What are the key considerations for using MT-ND4L in comparative evolutionary studies?

Using MT-ND4L in comparative evolutionary studies requires careful attention to several methodological and analytical considerations:

• Sequence Acquisition and Alignment:

  • Obtain high-quality sequence data from diverse species, including Pongo abelii and other primates

  • Implement appropriate alignment algorithms that account for the high hydrophobicity of MT-ND4L

  • Consider the unique constraints of mitochondrial DNA evolution, including maternal inheritance and lack of recombination

  • Pay particular attention to regions known to harbor pathogenic mutations, such as position 65 (site of the Val65Ala LHON mutation)

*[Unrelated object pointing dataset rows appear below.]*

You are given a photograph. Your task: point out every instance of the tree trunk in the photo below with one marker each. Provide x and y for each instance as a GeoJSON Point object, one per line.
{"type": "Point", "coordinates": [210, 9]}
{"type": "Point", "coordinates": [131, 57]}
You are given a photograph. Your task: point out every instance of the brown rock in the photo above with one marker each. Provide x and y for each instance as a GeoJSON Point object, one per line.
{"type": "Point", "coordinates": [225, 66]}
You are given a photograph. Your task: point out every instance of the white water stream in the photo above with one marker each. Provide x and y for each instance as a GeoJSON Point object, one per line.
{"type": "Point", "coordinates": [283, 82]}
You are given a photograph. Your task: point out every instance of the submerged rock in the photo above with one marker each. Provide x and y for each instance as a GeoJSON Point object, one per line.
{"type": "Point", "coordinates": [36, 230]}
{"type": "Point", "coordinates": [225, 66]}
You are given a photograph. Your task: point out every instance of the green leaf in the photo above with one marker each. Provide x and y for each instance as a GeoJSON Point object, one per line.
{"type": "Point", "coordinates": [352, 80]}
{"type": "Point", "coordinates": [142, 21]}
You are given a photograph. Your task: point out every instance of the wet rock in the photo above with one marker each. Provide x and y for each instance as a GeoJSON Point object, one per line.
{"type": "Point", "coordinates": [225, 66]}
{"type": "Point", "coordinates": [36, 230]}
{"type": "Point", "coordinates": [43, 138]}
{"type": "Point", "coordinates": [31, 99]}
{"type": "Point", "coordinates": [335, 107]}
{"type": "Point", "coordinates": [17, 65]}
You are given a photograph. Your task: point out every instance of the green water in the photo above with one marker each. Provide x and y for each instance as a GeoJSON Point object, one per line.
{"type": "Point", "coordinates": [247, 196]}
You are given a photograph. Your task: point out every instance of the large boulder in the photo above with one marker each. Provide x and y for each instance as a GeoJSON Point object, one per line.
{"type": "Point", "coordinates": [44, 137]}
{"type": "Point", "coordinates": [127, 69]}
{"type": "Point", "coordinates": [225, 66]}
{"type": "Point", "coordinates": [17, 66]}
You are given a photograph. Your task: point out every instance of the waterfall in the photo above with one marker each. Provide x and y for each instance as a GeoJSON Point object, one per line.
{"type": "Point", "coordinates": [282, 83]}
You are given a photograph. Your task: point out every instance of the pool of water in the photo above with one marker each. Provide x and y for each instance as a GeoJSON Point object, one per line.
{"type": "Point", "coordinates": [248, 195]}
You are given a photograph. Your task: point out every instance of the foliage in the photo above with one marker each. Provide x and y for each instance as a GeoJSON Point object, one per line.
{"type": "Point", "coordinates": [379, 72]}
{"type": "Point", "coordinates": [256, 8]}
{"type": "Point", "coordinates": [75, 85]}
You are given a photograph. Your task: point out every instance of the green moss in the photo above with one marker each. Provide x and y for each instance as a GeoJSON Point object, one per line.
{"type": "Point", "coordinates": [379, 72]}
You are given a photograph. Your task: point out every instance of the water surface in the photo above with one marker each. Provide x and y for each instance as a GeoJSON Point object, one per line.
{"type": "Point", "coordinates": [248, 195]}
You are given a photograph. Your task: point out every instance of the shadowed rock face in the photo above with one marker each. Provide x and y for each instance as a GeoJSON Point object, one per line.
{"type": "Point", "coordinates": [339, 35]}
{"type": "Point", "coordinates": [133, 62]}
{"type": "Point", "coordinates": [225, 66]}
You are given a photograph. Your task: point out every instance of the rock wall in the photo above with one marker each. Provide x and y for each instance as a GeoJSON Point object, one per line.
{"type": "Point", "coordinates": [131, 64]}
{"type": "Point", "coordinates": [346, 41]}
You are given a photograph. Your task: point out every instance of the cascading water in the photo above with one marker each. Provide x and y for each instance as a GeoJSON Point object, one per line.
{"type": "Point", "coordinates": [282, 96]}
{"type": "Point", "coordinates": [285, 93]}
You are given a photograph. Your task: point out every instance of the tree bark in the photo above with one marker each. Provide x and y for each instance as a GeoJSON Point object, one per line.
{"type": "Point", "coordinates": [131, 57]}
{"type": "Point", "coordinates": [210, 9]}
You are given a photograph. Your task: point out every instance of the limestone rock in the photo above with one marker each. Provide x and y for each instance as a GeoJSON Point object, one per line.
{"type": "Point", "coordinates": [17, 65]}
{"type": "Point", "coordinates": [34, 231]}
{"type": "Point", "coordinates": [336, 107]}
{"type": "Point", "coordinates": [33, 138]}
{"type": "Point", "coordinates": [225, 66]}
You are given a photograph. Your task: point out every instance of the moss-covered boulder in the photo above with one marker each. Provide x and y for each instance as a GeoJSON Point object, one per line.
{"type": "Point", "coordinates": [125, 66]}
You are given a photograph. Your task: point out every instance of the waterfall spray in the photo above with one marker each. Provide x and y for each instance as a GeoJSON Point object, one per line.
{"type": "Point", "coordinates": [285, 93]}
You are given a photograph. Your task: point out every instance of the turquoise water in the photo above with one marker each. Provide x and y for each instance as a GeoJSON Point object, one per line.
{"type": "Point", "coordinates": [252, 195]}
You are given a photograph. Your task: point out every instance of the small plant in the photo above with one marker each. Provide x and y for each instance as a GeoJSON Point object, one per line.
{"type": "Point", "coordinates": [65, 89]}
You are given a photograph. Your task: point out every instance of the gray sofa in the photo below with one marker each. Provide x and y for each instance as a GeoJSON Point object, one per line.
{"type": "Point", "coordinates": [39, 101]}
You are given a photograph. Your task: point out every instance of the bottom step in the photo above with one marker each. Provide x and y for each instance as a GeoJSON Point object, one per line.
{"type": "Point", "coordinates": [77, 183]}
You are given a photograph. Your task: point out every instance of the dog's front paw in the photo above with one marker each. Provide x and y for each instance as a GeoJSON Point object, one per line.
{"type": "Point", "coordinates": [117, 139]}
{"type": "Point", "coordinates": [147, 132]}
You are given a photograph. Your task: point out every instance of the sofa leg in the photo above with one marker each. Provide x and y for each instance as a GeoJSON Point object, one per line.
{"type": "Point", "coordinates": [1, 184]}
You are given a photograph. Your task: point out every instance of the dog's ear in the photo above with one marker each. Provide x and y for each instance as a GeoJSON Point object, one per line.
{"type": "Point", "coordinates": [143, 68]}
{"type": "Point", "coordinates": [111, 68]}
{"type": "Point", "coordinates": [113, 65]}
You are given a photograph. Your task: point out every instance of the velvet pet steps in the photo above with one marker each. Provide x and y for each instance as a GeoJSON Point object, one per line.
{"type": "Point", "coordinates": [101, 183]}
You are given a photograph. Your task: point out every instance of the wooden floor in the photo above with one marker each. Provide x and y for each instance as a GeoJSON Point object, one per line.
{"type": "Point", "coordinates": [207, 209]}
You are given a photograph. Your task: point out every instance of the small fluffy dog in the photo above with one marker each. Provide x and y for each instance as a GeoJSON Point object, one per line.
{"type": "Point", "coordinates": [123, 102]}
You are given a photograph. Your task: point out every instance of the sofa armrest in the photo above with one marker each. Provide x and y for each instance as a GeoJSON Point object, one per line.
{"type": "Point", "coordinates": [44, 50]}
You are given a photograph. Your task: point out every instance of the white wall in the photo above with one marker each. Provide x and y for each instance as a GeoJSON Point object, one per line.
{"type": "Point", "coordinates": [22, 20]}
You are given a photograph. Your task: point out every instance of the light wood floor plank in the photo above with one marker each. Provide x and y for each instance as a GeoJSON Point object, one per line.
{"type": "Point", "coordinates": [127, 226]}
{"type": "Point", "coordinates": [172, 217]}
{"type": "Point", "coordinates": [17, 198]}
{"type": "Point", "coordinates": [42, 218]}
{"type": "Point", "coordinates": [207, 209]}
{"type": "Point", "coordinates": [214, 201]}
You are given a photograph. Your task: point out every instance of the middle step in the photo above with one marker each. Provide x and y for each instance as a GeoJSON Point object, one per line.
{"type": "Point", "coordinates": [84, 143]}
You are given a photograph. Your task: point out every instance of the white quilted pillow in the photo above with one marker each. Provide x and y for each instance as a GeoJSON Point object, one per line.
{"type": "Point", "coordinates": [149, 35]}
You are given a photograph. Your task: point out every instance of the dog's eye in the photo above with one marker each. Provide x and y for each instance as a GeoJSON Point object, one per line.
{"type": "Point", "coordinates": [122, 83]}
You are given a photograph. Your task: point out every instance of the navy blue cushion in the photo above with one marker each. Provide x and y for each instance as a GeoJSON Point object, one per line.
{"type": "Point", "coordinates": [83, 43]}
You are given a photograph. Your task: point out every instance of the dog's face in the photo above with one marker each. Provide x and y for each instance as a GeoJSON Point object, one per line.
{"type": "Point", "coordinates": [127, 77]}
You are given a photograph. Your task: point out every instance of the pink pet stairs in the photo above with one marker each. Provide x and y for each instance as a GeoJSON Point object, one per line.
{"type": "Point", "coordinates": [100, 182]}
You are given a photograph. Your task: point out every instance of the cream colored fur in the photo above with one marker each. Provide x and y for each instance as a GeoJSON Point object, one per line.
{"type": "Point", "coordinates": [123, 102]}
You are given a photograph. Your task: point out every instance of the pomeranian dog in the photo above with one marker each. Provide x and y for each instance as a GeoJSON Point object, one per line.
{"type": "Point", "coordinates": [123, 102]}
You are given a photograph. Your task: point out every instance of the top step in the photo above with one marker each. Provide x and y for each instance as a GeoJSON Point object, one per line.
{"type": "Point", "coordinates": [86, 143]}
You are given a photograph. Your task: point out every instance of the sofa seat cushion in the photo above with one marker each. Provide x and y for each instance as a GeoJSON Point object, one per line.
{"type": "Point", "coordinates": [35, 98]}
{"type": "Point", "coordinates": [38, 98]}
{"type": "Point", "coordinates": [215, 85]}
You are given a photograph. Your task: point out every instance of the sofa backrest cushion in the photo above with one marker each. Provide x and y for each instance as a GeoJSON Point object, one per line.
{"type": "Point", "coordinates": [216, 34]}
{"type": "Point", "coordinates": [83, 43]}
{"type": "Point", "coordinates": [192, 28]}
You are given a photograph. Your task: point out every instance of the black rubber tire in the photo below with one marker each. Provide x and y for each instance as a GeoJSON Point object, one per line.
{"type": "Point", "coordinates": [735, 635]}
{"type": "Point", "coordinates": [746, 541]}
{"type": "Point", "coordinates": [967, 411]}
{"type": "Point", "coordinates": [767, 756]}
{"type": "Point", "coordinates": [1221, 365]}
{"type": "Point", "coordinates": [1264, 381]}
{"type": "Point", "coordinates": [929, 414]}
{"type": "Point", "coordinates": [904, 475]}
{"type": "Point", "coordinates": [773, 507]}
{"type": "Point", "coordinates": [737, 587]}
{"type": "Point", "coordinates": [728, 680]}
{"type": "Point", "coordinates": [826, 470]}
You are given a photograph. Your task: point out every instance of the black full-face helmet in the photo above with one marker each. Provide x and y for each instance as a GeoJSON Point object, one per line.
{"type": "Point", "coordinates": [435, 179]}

• Evolutionary Rate Analysis:

  • Calculate substitution rates specifically for MT-ND4L across lineages

  • Compare rates with other mitochondrial genes to identify selection patterns

  • Distinguish between synonymous and non-synonymous substitutions to detect selective pressures

  • Analyze conservation patterns at sites of known human pathogenic mutations

• Structural-Functional Correlations:

  • Map sequence variations onto structural models of complex I

  • Identify conserved domains likely essential for function versus variable regions that may confer species-specific adaptations

  • Correlate evolutionary changes with known functional domains for electron transport

  • Consider how species-specific variations might affect interaction with other complex I subunits

• Adaptive Evolution Assessment:

  • Investigate potential adaptations related to metabolic demands across species

  • Consider environmental factors (temperature, oxygen levels) that might drive MT-ND4L evolution

  • Examine convergent evolution in species with similar metabolic adaptations

  • Analyze coevolution between MT-ND4L and interacting nuclear-encoded complex I subunits

• Disease-Relevant Insights:

  • Identify natural variations in other species that correspond to human pathogenic mutations

  • Study compensatory mutations that might mitigate effects of otherwise deleterious changes

  • Use evolutionary information to predict the pathogenicity of novel human MT-ND4L variants

  • Develop evolutionary models to understand species-specific susceptibility to mitochondrial diseases

These approaches leverage evolutionary conservation and divergence to provide insights into both fundamental MT-ND4L function and the pathogenic mechanisms of human mutations, potentially identifying novel therapeutic targets.